Guys who use marijuana have significantly higher sperm counts than non-users, Harvard researchers accidentally find
“These unexpected findings highlight how little we know."
If you’re sperm count is scant and you’re trying to beef up your numbers, maybe try smoking a little bud before you go joining the local fertility cult. Apparently, men who toke up, burn, blaze, vape or eat pot produce more semen than those who never have.
This incredible new discovery, comes from a brave group of scientists, Harvard pupils who painstakingly counted stoner sperm cells from thousands of ejaculations from hundreds of men over the course of 17 long years. It was no trivial undertaking. But finally, in early 2019 they were able to publish their findings in Human Reproduction, and clean their hands of this strange research.
However, what they found was not what they expected. When Feiby Nassan, Mariel Arvizu, Lidia Mínguez-Alarcón, Paige Williams and Russ Hauser embarked down this road in 2000, they originally thought that cannabis-users would almost certainly have lower sperm counts than non-users.
Their results suggest exactly the opposite, though.
In fact, their research not only suggested that cannabis-users have higher sperm counts than non-users, but it also indicates that even infrequent users or those who have only ever tried cannabis once in their lives, will also have higher concentrations of sperm.
“These unexpected findings highlight how little we know about the reproductive health effects of marijuana, and in fact of the health effects of marijuana in general,” Jorge Chavarro, associate professor of nutrition and epidemiology at Harvard Chan School, said in a press release. “Our results need to be interpreted with caution and they highlight the need to further study the health effects of marijuana use.”
For this study, which was riddled with exciting phrases like "spermatogenesis," "ejaculate semen volume," and “deleterious effects of marijuana on testicular function,” 1,143 samples of semen were collected from 662 men over a 17-year period (2000-2017). Of those 662 dudes, 55 percent had used marijuana at one point in their lives, 44 percent were regular past users, and 11 percent classified themselves as current users.
And the conclusion was pretty clear: “Men who had ever smoked marijuana had significantly higher sperm concentration than men who had never smoked marijuana”
To give you an idea of how much of a difference they observed: the average, non-marijuana user had about 45.4 million sperm-per-ejaculate. That’s a lot fish for one splash. But, for those men who had used cannabis in their lifetime, researchers measured on average 62.7 million sperm-per-ejaculate. Additionally, a mere 5 percent of men who had used cannabis had a sperm count below 15 million sperm per liter, whereas the number for never-ever-users was 12 percent.
Even still, with those numbers staring them in the face, the researchers were left scratching their heads. For the life of them, they couldn’t explain why they were observing higher sperm counts in stoners and even occasional marijuana users – and they’re still exploring a host of different possible explanations.
“Our findings were contrary to what we initially hypothesized. However, they are consistent with two different interpretations, the first being that low levels of marijuana use could benefit sperm production because of its effect on the endocannabinoid system, which is known to play a role in fertility, but those benefits are lost with higher levels of marijuana consumption,” Feiby Nassan, lead author of the study and a postdoctoral research fellow at Harvard Chan School, said in a press release.

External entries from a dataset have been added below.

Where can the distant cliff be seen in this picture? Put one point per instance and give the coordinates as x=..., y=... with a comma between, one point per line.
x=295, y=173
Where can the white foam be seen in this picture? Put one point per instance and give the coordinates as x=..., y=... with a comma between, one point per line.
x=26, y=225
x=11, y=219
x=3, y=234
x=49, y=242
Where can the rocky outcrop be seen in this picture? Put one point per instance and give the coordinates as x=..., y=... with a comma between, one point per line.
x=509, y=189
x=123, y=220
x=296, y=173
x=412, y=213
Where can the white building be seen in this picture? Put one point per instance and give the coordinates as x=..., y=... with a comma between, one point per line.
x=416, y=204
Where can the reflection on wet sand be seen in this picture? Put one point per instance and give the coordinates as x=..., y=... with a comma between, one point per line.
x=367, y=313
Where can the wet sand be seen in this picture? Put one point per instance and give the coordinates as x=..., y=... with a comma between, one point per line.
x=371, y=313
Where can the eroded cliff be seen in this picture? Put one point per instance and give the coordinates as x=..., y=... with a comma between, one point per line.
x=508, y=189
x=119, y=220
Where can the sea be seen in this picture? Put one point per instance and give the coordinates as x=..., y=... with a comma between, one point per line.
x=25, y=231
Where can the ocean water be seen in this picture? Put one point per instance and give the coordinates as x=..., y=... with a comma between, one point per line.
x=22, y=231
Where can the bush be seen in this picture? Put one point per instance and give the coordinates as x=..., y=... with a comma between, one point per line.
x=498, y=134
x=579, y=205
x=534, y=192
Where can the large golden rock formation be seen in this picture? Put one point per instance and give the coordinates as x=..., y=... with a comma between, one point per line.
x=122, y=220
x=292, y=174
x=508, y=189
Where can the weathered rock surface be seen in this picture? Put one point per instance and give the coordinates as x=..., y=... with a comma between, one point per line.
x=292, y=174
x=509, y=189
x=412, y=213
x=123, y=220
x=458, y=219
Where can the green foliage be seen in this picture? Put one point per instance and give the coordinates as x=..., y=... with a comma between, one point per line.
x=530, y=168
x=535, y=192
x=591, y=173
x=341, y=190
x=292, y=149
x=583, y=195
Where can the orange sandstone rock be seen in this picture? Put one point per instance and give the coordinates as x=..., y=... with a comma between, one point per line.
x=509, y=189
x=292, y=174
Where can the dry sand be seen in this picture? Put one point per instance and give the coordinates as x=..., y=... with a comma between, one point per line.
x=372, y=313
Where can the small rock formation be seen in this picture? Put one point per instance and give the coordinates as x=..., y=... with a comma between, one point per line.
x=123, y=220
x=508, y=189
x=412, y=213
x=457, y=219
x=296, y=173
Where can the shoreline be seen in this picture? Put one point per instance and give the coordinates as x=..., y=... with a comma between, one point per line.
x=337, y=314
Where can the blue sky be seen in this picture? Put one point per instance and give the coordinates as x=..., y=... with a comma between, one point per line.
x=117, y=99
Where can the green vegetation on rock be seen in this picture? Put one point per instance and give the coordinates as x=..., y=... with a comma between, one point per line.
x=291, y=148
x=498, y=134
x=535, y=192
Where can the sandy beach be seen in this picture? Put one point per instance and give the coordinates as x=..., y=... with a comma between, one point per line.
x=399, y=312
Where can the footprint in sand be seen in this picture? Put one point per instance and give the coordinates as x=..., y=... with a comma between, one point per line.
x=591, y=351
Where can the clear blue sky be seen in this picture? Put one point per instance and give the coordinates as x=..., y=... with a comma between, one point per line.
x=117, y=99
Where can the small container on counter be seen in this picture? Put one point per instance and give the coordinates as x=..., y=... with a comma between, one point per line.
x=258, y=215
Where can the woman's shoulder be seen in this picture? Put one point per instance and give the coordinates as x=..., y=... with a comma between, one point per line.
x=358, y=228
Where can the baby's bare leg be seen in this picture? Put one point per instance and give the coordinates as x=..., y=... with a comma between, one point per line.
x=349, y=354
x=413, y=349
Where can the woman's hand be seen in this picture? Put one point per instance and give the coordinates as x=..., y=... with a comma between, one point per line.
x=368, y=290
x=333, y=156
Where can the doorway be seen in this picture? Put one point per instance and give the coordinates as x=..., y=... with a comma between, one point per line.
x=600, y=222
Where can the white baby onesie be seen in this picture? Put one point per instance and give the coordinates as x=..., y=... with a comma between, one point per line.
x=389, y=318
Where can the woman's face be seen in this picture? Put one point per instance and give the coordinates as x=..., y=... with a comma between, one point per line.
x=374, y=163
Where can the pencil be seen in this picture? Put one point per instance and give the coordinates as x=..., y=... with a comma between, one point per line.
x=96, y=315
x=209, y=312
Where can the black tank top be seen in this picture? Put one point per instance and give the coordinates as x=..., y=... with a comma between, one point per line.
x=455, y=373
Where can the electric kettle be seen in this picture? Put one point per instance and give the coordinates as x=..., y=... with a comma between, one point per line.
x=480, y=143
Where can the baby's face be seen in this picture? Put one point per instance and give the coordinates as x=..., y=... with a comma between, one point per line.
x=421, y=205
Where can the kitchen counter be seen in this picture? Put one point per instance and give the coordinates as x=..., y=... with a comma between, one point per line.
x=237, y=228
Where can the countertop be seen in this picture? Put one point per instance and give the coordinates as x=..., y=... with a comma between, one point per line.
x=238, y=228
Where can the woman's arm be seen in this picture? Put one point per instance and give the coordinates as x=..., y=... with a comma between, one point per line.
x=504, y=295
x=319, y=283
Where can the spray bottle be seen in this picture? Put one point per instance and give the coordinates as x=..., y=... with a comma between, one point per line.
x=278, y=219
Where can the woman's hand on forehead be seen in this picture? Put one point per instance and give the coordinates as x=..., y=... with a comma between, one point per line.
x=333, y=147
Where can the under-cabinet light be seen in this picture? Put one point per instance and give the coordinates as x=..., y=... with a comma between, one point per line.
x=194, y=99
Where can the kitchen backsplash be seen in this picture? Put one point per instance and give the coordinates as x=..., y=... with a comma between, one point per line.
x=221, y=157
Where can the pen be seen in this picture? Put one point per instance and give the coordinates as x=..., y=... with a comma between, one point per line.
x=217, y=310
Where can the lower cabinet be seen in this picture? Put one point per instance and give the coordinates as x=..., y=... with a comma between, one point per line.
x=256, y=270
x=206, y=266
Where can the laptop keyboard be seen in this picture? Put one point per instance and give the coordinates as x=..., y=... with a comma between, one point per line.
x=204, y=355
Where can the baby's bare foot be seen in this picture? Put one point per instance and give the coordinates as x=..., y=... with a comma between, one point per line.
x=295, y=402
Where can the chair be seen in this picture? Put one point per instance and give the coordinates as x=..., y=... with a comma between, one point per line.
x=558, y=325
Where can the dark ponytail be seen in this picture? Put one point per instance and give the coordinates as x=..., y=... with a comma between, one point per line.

“An equally plausible interpretation is that our findings could reflect the fact that men with higher testosterone levels are more likely to engage in risk-seeking behaviors, including smoking marijuana,” Nassan added, reaching for an alternate explanation.
So, while this observation can’t yet be explained, it’s one more benefit to add to the ever-growing list of reasons to use marijuana: male fertility.